Sur un ton de comédie new-yorkaise, à travers des scénettes où ses amants lui donnent des ordres très divers, parfois absurde ou humiliant le film interroge la possibilité pour les femmes, après le mouvement #MeToo, de pouvoir être ce qu’elles décident d’être à partir du moment où elles le décident, y compris une soumise, une esclave sexuelle.

En utilisant le registre de la comédie ce film rassemble en lui l’ensemble des registres qui ont été utilisés par le cinéma pour évoquer la domination soumission. Registre érotique, pornographique donnant à voir, registre réaliste dans sa dimension de jeux entre personnes conscientes, consentantes qui ont librement choisi l’instauration de relations dissymétriques, et registre comique aussi.

C’est là aussi une constante du cinéma que de désamorcer ce que la représentation des jeux de domination soumission peut avoir de déstabilisant, de troublant en en faisant un élément comique. « Le grand frisson » de Mel Brooks, « La Gueule de l’autre » de Pierre Tchernia, « Un poisson nommé Wanda » de Charles Crichton, « En liberté » de Pierre Salvadori en sont des exemples parmi tant d’autres.

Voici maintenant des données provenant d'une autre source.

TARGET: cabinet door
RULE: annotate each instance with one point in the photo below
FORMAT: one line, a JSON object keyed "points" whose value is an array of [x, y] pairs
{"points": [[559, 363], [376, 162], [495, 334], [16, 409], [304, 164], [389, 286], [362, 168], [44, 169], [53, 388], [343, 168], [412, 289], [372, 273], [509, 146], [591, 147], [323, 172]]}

Mais que ce soit pour évoquer les rapports sociaux, pour jouer avec les désirs du spectateur, pour l’effrayer ou le faire rire le cinéma ne cesse de questionner les rapports de domination soumission qui se tissent entre les êtres humains que ceux-ci soient voulus ou imposés. Si, selon Isabelle Huppert, « Le cinéma est un soleil noir inlassablement attractif » les rapports de domination soumission sont peut-être le soleil noir inlassablement attractif du cinéma.